Ultraviolent highlights include a brutal fairground battle in Episode 1, a church-set bullet-fest during Episode 4, and Episode 5’s tense stalk-and-slay encounter in an empty office block, which peaks with one goon being throttled to death by a freshly severed umbilical cord while the killer’s new-born baby (self-delivered only minutes earlier) lies nearby. Kim might not quite match Evans and Flannery’s OTT flair (who can?), but there’s a reason he coined the phrase “blood opera”.

Peaks with one goon being throttled to death by a freshly severed umbilical cord.

Perhaps as a sign of the (dark) times, this season does introduce one new element: politics. This comes in the welcome form of N’Tia Miller as a coke-snorting London mayor who reasonably resolves that the best way to deal with her city’s gargantuan gang problem is to legalise drugs. It’s an interesting wrinkle, though any of this development’s ethical subtleties are of course bulldozed over by the show’s relentless quest for big, silly drama. The Wire, this ain’t.

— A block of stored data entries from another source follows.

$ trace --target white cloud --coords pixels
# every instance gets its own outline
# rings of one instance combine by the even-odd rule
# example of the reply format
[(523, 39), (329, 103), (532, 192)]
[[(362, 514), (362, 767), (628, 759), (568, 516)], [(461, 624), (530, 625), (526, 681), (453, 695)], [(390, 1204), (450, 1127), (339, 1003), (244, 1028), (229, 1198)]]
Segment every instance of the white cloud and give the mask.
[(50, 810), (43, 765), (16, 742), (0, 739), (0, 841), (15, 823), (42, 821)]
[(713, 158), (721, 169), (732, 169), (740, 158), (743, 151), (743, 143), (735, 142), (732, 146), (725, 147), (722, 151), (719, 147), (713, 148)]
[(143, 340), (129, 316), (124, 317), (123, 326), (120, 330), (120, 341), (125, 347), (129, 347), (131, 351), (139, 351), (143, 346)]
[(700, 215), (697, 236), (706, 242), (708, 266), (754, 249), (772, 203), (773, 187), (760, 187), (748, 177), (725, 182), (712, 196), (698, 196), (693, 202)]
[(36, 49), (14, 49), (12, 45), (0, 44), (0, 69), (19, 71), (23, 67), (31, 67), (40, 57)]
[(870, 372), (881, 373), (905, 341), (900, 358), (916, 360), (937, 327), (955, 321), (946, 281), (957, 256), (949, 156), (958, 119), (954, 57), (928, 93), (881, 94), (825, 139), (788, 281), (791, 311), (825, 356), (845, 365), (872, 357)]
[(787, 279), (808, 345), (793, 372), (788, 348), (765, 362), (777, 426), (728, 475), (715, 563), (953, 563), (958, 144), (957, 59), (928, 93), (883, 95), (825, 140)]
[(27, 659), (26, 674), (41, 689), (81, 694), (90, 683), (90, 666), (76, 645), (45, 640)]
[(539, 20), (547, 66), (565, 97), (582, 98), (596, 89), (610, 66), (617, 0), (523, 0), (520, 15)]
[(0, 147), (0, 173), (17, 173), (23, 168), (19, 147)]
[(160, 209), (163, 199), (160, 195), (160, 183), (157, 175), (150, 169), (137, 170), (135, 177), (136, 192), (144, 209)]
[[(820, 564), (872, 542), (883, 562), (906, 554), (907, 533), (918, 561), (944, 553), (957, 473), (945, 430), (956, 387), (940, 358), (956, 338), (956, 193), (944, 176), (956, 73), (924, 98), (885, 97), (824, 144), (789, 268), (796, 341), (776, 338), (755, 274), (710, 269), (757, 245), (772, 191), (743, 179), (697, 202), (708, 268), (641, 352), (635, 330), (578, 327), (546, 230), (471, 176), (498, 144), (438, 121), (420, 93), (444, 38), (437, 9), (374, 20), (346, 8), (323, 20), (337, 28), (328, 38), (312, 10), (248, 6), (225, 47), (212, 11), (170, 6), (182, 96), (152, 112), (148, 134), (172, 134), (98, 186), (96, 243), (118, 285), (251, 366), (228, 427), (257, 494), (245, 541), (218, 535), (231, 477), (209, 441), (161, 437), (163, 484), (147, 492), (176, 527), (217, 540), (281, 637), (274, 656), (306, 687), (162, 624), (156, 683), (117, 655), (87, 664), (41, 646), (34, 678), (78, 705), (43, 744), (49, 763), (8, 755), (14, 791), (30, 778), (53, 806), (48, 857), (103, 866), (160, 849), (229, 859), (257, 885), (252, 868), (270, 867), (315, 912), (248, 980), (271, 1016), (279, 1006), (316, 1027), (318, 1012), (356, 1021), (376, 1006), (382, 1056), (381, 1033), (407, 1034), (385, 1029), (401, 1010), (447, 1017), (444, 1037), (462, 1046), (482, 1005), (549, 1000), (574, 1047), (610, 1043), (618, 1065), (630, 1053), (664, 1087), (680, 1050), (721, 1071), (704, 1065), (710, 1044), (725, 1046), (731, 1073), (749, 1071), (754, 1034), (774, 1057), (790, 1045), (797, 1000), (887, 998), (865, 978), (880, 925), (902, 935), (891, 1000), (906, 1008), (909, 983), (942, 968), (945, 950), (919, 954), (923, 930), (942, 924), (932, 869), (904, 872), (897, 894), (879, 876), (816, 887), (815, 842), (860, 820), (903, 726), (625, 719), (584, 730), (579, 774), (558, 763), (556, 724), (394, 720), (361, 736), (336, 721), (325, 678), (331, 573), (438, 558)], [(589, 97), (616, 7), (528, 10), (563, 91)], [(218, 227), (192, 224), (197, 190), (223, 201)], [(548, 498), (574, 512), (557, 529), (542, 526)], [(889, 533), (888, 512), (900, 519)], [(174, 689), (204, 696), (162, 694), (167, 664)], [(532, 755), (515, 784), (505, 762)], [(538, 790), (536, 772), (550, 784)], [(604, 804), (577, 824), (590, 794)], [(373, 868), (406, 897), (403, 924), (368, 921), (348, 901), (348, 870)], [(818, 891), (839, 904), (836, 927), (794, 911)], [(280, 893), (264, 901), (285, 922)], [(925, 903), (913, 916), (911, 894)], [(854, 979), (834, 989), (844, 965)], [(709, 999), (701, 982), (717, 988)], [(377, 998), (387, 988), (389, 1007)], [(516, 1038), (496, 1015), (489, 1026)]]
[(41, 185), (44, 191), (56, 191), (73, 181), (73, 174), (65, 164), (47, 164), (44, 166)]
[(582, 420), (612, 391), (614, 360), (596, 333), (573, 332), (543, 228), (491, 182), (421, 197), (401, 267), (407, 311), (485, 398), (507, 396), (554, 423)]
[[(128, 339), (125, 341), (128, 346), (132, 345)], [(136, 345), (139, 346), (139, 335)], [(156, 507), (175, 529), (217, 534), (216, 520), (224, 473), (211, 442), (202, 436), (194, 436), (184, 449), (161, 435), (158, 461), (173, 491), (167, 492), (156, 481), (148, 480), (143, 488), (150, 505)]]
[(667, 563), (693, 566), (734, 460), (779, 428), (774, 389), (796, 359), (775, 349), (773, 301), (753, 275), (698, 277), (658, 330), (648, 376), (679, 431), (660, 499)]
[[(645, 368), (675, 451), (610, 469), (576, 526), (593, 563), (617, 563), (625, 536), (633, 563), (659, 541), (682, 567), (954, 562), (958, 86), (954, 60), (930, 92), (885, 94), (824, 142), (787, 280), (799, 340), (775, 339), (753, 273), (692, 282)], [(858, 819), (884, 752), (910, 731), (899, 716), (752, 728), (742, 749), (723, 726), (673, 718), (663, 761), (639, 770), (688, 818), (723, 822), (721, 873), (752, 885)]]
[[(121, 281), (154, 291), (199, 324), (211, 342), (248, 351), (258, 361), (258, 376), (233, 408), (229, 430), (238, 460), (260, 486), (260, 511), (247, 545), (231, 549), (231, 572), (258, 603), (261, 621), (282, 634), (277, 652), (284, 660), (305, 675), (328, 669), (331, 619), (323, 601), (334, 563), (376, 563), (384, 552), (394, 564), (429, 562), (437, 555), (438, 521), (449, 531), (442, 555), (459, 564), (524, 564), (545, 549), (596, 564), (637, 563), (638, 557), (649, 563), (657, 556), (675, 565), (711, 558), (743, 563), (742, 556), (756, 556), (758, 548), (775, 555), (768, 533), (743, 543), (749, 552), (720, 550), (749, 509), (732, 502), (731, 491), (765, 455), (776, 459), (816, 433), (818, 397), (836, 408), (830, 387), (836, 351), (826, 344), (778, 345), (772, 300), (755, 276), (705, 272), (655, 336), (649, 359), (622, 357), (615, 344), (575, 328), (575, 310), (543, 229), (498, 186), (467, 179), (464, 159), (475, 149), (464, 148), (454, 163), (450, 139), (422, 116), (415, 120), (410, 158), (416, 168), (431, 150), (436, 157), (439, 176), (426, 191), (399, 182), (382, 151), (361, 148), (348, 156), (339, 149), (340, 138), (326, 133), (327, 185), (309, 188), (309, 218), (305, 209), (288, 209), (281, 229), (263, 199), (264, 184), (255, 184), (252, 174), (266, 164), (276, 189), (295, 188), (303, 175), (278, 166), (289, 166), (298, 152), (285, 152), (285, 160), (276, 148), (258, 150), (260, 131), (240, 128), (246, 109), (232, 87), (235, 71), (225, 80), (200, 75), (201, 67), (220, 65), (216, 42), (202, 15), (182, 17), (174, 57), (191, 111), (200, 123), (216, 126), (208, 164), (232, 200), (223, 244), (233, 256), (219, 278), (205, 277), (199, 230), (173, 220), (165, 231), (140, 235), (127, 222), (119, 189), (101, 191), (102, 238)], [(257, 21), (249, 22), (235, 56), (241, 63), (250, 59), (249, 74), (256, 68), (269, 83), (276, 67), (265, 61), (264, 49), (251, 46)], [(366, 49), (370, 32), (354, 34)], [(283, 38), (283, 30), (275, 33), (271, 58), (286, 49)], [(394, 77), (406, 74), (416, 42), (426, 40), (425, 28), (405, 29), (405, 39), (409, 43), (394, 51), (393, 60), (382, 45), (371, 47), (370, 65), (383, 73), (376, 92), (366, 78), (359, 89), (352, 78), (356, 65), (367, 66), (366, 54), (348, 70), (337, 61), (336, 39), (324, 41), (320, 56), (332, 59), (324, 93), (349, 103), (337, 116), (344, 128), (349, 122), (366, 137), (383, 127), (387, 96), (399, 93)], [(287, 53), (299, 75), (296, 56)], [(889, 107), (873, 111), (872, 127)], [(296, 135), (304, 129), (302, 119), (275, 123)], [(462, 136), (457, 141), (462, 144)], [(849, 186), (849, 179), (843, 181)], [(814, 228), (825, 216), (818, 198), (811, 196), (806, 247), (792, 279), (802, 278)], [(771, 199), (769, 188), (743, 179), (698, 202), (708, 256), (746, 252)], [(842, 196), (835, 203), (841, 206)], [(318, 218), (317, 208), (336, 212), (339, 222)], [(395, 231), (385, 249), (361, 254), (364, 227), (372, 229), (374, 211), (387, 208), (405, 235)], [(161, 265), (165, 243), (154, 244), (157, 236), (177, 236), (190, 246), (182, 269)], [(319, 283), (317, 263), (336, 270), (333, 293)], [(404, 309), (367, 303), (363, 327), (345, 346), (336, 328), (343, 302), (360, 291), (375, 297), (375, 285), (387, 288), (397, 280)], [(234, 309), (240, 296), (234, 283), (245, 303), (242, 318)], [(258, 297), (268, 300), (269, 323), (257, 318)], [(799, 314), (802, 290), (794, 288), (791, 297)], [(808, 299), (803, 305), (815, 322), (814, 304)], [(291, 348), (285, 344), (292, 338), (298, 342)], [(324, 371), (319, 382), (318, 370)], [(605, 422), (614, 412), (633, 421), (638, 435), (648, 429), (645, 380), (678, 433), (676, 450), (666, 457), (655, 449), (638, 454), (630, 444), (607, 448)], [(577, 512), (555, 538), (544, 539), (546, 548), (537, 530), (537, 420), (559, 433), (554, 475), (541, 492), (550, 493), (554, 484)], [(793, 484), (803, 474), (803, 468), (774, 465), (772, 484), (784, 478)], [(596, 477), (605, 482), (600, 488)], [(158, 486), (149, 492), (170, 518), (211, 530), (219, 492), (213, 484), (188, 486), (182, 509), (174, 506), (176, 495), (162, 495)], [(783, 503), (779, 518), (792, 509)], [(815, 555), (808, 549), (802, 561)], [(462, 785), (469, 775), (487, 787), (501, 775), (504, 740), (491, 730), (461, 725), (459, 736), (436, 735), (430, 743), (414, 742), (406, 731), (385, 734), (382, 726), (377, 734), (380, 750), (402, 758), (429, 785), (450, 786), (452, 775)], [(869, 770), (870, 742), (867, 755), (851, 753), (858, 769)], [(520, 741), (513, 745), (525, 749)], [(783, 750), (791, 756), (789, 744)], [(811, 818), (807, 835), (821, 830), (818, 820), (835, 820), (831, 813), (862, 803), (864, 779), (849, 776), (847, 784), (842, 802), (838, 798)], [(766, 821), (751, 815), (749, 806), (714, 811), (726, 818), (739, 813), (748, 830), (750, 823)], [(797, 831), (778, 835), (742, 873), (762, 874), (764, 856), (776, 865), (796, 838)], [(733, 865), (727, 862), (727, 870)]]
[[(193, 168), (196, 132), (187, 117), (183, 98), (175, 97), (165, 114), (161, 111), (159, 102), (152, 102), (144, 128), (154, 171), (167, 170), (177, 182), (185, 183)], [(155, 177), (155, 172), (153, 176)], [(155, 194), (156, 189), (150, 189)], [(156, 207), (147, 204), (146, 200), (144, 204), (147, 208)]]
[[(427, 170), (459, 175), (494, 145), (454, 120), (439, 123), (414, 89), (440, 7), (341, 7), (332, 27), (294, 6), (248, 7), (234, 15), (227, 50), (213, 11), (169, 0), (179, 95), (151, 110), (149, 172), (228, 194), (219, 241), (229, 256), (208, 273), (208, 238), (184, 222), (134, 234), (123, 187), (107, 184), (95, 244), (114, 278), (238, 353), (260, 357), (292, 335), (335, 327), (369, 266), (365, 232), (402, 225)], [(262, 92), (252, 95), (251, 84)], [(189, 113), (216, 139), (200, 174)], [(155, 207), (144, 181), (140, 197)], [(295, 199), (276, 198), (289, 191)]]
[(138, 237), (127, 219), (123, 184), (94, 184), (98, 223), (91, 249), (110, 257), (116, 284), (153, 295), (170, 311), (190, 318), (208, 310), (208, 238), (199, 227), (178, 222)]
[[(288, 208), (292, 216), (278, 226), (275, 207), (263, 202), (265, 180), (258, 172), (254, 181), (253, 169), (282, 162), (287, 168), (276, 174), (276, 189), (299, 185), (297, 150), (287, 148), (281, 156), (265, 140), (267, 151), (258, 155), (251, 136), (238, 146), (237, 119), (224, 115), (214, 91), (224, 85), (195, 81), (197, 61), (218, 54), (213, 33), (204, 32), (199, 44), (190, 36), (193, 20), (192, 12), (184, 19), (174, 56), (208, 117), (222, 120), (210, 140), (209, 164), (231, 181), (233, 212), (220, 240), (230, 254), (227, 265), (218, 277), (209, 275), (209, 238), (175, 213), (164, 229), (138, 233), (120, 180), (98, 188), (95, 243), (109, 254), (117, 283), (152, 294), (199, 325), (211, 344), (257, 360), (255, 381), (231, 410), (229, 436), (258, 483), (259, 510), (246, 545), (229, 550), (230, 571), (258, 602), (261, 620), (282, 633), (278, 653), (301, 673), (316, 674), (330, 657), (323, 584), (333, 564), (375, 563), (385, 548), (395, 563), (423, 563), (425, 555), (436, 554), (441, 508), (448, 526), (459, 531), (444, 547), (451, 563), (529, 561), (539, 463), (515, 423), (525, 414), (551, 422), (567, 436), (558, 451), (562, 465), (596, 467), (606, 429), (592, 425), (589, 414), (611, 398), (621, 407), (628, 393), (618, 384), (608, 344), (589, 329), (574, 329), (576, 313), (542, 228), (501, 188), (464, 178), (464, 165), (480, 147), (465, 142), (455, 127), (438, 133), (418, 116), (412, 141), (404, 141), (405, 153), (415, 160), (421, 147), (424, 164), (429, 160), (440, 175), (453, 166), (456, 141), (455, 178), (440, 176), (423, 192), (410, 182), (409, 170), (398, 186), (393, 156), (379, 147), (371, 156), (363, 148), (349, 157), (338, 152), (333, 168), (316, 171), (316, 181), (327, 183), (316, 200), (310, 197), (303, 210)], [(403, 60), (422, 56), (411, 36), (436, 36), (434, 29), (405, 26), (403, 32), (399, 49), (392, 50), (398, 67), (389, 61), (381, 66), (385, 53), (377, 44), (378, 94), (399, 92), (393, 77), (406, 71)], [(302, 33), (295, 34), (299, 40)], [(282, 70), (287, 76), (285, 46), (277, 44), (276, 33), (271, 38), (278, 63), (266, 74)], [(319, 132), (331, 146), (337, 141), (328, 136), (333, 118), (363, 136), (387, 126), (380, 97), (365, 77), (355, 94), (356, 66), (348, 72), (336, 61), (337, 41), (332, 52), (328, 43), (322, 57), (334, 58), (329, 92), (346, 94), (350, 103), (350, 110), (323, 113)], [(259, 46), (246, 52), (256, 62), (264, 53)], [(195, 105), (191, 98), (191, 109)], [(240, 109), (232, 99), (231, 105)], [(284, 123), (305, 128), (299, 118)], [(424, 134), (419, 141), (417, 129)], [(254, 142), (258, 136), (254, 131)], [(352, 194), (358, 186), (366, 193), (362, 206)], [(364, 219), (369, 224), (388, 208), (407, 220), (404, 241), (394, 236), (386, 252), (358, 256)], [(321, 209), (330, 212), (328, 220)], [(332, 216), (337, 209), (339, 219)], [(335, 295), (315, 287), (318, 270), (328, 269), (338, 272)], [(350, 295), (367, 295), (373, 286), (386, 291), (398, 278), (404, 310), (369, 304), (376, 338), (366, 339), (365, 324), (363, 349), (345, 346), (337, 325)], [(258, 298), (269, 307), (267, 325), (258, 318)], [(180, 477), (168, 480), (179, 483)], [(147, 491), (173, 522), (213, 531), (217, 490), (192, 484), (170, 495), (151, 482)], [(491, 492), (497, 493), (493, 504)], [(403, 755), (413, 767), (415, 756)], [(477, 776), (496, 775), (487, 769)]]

Gangs newbie Miller is joined by Richard Dormer as shillelagh-waving caricature Cornelius (psychotic brother to Michelle Fairley’s icy matriarch Marian Wallace) and Bullet Train’s Andrew Koji as mystery moody hitman Zeek, this season’s wild card. But at the eye of the improbable storm remains Dìrísù, still reliably soulful-yet-edgy as ever-beleaguered punchbag extraordinaire Elliot, who becomes embroiled in a massive conspiracy connected to the deaths of his wife and child seven years earlier. Along the way, his friends will become his enemies, his enemies will become his friends and then his enemies again, and he will dish out — and receive — a lot of pain. Will he ever catch a break? Honestly, going by these eight episodes, we hope not.

Despite dragging City Hall into the fray, it’s still about as divorced from reality as a British crime series can get: a ridiculously action-focused maximalist melodrama. And we wouldn’t have it any other way.